Deputy Prime Minister and Justice Secretary David Lammy set off another row this week when he told the BBC that while “we are all equal before the law,” equality in policing “does not always necessarily mean the same.” The remarks came as the nation watched body‑worn footage from the murder of 18‑year‑old Henry Nowak and as police chiefs’ new anti‑racism guidance — language saying racial equity “does not mean treating everyone ‘the same’” — became the centrepiece of a furious debate about fairness, policing and public trust.
Lammy’s claim: equality before the law — but not equal treatment?
On a live broadcast, Mr Lammy tried to thread a needle: insist that equality before the law is non‑negotiable, but also argue policing should take community context into account because arrest and custody rates are not evenly distributed. That sounds reasonable until you realise it leaves a gaping hole where simple rules used to be. If equality under the law can be stretched into context‑sensitive “different” treatment, then officers and courts are left to perform endless semantic gymnastics. Welcome to the new legal math — where equal means equal-ish.

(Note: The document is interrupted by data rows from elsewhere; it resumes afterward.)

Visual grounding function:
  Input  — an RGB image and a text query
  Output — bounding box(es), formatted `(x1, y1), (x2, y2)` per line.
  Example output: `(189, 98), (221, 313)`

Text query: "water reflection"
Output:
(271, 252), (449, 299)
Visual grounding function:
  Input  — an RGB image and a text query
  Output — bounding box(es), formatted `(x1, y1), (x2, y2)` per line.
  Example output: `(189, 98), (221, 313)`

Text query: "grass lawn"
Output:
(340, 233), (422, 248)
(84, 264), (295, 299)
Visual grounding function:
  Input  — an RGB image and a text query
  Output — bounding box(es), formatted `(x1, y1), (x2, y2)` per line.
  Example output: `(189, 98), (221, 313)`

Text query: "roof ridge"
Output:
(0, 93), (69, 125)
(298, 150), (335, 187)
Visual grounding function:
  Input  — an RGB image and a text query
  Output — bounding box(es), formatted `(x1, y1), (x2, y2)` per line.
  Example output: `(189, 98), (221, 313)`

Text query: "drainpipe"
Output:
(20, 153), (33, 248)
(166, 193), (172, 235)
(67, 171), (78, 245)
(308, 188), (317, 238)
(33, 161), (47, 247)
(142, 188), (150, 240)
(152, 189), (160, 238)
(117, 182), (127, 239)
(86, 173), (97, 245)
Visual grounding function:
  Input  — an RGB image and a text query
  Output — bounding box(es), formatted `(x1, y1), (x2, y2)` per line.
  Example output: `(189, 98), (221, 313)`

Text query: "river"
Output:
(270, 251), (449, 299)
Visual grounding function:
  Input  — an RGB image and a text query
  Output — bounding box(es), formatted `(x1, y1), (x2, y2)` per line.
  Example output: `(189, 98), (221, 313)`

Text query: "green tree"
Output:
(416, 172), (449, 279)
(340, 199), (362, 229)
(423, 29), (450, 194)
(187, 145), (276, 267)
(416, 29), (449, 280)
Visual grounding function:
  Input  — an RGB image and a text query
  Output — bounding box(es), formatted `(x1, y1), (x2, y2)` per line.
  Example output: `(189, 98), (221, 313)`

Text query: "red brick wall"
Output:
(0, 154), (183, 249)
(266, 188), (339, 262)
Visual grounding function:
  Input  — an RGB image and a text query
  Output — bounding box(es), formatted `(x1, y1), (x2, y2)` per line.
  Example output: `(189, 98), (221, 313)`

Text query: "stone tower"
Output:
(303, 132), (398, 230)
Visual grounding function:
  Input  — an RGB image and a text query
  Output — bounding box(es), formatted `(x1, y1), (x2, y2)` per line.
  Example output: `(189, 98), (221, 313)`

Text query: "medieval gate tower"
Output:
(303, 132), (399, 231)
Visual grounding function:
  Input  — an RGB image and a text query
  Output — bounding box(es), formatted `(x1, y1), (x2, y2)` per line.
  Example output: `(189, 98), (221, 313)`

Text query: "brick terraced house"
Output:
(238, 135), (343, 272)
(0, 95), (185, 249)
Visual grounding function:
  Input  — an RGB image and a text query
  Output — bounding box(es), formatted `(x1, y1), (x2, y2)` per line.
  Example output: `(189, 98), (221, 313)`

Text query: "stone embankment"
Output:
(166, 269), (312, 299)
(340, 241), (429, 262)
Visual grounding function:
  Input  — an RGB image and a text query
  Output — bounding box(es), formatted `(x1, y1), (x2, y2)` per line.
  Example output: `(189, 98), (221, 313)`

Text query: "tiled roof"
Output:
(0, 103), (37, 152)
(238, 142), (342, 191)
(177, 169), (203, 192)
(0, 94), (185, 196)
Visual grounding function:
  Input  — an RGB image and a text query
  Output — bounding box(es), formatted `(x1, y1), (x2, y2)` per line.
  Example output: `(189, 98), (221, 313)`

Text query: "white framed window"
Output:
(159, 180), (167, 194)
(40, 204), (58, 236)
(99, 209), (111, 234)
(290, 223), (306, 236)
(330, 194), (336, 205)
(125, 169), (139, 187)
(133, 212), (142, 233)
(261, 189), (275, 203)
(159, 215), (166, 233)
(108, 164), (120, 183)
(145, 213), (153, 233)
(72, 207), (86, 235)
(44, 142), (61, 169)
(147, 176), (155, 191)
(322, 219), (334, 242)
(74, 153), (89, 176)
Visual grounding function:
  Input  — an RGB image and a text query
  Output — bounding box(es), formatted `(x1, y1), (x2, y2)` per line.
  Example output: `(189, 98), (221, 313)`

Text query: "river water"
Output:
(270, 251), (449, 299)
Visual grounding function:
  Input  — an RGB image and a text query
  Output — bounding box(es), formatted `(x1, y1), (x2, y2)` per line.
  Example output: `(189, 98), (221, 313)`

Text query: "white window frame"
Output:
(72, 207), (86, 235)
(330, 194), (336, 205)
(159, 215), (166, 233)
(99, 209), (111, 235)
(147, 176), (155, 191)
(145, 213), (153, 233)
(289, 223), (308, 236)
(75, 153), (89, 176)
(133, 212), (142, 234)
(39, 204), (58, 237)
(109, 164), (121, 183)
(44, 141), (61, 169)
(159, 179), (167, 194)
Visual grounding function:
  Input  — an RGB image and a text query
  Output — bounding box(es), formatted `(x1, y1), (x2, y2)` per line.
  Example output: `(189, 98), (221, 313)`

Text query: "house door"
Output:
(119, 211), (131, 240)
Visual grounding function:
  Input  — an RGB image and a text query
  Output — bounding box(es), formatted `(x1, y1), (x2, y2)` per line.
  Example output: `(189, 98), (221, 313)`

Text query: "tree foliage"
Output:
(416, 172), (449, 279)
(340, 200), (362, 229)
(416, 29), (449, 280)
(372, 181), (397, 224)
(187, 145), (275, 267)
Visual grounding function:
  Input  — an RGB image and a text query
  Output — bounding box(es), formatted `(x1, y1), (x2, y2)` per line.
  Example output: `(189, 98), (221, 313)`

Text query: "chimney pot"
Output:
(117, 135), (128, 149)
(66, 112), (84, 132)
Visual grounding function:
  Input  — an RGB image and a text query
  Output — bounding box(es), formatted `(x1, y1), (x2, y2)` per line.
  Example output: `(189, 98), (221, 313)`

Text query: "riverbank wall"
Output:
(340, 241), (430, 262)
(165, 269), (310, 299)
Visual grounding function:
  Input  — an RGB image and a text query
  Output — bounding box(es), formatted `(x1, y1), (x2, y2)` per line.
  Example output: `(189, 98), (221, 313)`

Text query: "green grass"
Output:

The flashpoint: Henry Nowak’s death and the body‑cam footage
The public anger is not theoretical. The release of police body‑worn video from the Nowak case showed officers handcuffing a young man who kept saying he had been stabbed. The Independent Office for Police Conduct is investigating, the killer has been convicted and sentenced, and people are asking a basic question: were those officers doing their duty? Critics say the NPCC language and Mr Lammy’s comments make a bad situation worse by suggesting police can, at times, treat victims and suspects differently based on background — an idea that feeds suspicion rather than calm.
Why vague policy language is a real danger
The National Police Chiefs’ Council and College of Policing introduced anti‑racism wording meant to address disparities in outcomes — a worthy goal. But the phrase “does not mean treating everyone ‘the same’” is now being reviewed because it gives the public the wrong impression. That impression matters. Policing functions on clear rules and public confidence. If officers think they must factor ethnicity into routine decisions, the result will be confusion and claims of two‑tier justice. Ministers and chiefs should stop the wordplay and give officers a single clear standard: equal treatment under the law, always.
Political fallout and the hard answer voters want
The row has predictably become political theatre: Reform UK and other critics accuse the guidance of privileging certain groups, while ministers like Mr Lammy warn against simplistic explanations from abroad — even saying he told the U.S. Vice President he was wrong to blame migration. Fine. But voters want fewer debates about phrasing and more answers about accountability. The IOPC investigation, the sentencing remarks and a promised review of NPCC wording are the right immediate steps. The longer task is rebuilding trust: stop the identity‑based word games, clarify policy, and ensure every citizen gets the same protection and the same scrutiny from the police. That should not be controversial — it should be the law.